Bagi masyarakat Ijen dan sekitarnya, legenda Nong Pegghe' sudah sangat akrab di telinga. Bahkan, mereka meyakini legenda tersebut benar-benar ada.
Nong Pegghe' berasal dari kata gunong pegghe'. Artinya, gunung yang terputus. Dalam bahasa lokal Madura, nong/gunong artinya gunung, dan pegghe' berati putus.
Jika diperhatikan sepintas dari kejauhan, Nong Pegghe' memang terlihat sebagaimana namanya. Gugusan pegunungan di utara Kecamatan Ijen, Bondowoso itu memang seolah-olah terputus.
SCROLL TO CONTINUE WITH CONTENT
Irfan (36) warga Desa Sempol, Ijen menuturkan bahwa kisah Nong Pegghe' itu sudah turun temurun diceritakan oleh para leluhur hingga pada generasi berikutnya.
"Cerita tentang gunong pegghe' itu sudah mengakar di daerah sini (kawasan Ijen dan sekitarnya).
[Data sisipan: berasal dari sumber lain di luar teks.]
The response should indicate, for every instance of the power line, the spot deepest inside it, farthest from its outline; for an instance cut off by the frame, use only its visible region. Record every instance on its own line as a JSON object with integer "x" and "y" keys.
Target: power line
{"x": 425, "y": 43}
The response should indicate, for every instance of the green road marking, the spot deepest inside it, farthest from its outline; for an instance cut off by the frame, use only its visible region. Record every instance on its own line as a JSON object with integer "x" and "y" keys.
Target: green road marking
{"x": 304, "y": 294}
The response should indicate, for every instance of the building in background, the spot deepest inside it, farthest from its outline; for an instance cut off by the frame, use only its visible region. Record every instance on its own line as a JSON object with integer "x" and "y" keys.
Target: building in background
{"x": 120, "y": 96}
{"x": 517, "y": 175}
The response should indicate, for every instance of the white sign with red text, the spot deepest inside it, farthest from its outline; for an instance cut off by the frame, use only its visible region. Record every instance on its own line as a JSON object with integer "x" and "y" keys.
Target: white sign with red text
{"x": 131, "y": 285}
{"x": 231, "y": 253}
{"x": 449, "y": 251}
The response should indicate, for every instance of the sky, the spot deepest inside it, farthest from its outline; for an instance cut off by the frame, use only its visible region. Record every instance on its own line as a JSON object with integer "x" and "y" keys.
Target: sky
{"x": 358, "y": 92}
Sudah sejak kakek buyut saya," tutur bapak dua anak ini, Rabu (1/6/2022).
Kisah yang berkembang di kalangan masyarakat sekitar Ijen, Bondowoso, legenda Nong Pegghe' bermula ketika Prabu Damarwulan berperang dengan tokoh sakti mandraguna dari Blambangan bernama Minak Jinggo.
Dalam peperangan itu, Minak Jinggo bisa dikalahkan oleh Damarwulan. Akibatnya, darah bercucuran dari tubuh Minak Jinggo. Cucuran darah itu lantas berceceran di atas tanah hingga menjadi bongkahan batu hitam nan keras.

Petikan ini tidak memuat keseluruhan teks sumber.